Mayans, Monkeys and Micheladas: A Central American Adventure travel blog

Guatemala City: Build your house in a river valley!

Semuc Champey from above

Gorgeous Pools


Friday 15.04.05

I was in bed scarcely an hour before I was woken by Maike and Rolf, and before long we were sandwiched aboard another Chicken Bus to Guatemala City, this time bound ultimately for Lanquin in the heart of Guatemala. Although the initial four hour coach ride from Guatemala City offered greater comfort than the vinyl-benched Chicken Buses (and an absence of drowsy Mayans), I failed to procure the repose I was so desperately lacking in. And on the two hour minivan transfer to Lanquin, we were once again packed together as if we were sardines in a tin, peas in a pod, pigs in a blanket, or was that toads in a hole?
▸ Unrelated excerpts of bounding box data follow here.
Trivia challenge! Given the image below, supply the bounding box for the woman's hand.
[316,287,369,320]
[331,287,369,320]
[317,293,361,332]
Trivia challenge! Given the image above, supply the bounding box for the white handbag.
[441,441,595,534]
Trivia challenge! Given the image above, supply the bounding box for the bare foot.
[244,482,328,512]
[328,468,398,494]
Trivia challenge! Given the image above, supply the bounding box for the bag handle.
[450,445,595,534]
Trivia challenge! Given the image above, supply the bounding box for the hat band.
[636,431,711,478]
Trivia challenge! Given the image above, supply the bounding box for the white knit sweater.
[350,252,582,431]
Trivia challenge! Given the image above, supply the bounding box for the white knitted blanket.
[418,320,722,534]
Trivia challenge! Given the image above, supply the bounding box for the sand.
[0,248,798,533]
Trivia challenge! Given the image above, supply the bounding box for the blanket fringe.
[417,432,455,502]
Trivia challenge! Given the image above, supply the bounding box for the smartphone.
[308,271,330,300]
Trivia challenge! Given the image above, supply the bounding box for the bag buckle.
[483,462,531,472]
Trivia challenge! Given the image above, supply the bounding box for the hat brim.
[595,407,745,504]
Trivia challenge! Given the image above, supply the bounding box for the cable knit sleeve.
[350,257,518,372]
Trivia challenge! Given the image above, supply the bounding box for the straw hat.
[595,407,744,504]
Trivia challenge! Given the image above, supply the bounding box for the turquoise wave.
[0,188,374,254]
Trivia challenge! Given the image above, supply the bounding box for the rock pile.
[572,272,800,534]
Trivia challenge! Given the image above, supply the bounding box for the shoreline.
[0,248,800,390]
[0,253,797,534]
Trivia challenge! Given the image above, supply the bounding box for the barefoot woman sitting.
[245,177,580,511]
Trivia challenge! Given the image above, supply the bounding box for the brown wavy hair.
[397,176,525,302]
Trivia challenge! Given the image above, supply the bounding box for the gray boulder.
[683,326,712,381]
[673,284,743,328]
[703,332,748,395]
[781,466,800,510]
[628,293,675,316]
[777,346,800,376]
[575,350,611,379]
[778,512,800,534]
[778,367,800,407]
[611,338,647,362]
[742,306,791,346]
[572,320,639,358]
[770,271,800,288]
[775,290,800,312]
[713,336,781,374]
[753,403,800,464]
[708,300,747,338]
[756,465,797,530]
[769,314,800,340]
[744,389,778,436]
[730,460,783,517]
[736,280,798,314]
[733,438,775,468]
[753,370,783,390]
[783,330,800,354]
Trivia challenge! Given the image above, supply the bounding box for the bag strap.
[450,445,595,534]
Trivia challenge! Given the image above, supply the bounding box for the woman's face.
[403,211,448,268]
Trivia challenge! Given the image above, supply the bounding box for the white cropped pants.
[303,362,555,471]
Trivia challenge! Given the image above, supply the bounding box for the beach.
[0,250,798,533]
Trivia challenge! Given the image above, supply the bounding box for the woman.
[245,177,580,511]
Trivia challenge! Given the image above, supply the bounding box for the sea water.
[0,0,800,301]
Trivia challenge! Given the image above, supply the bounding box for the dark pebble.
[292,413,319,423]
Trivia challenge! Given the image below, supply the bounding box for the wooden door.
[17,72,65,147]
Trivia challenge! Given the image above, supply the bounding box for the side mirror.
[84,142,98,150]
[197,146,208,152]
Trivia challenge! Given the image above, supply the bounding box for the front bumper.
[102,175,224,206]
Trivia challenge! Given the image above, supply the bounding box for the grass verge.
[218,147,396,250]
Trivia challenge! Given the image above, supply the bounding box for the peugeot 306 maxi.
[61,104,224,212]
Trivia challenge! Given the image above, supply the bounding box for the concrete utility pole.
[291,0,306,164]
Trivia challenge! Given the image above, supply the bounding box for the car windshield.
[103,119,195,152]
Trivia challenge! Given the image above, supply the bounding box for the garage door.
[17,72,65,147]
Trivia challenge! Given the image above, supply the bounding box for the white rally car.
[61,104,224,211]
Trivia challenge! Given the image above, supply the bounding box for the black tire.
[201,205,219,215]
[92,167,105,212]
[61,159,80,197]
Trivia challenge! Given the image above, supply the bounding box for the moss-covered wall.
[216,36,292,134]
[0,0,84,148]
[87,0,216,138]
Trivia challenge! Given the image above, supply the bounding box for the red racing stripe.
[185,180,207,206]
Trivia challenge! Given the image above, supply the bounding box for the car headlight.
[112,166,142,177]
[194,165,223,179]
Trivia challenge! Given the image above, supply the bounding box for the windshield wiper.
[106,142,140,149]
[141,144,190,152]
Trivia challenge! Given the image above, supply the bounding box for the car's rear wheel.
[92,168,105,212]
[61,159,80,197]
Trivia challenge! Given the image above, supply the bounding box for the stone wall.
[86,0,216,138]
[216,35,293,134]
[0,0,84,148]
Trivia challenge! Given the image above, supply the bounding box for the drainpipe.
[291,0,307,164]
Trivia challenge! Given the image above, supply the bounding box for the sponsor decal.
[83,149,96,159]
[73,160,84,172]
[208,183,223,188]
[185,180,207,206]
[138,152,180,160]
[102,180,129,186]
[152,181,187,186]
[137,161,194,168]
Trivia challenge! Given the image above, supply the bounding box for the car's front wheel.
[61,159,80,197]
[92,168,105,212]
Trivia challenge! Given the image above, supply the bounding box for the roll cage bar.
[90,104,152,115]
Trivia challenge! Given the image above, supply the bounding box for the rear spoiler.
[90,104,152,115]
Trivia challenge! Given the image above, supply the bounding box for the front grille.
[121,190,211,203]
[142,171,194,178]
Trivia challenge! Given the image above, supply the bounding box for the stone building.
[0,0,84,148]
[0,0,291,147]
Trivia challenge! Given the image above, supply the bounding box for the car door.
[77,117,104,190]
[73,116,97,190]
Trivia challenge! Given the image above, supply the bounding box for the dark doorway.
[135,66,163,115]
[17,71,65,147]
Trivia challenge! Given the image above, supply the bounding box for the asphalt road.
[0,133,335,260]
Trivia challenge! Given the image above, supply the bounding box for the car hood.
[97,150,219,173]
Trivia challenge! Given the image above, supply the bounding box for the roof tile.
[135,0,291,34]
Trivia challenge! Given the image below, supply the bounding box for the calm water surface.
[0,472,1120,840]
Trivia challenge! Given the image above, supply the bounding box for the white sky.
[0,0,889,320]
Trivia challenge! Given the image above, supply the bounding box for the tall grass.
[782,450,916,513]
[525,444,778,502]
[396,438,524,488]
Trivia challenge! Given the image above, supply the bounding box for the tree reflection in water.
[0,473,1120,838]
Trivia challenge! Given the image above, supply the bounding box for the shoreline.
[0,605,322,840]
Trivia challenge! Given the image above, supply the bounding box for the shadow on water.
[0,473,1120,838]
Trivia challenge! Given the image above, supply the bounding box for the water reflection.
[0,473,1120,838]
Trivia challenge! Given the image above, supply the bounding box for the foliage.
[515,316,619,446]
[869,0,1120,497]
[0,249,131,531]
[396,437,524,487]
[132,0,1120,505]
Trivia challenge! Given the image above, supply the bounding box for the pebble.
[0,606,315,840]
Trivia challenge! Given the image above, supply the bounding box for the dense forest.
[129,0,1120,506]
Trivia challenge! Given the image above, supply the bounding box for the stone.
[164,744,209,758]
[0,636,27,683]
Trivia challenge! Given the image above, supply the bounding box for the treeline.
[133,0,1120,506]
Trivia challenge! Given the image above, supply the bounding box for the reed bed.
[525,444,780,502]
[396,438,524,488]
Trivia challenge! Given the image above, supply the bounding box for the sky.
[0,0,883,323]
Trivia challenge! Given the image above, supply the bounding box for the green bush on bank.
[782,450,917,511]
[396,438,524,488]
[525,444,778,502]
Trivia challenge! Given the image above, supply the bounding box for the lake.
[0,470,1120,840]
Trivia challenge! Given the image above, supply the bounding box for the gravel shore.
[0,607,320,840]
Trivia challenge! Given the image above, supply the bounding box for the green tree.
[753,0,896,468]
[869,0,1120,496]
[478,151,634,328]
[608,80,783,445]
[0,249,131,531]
Tucked away in a valley as verdant as it was remote, Lanquin was a scene of tranquillity, visited by very little vehicle traffic. El Retiro, a sleepy retreat consisting of a few cabañas (huts) scattered around a central dining shelter, occupied a grassy slope between the road and the fast-flowing Rio Lanquin. After night fell, I picked my way down the already dew-soaked grass to the river alone, surrounded by a chorus of frogs as water flowed like molten metal under the pale moon.

We departed early for the natural pools of Semuc Champey, riding in the tray of a pickup for the nine kilometre journey. It was a half hour hike scrambling up rocks, stairs and ladders to reach the mirador (lookout) over the falls, but a breathtaking view of the valley below was waiting for us. Far below spread limestone terraces of crystal clear turquoise water juxtaposed downstream by a raging brown river. Eagles soared in grand circles on invisible thermals and shimmering butterflies as big as an outstretched palm danced their way through the bush.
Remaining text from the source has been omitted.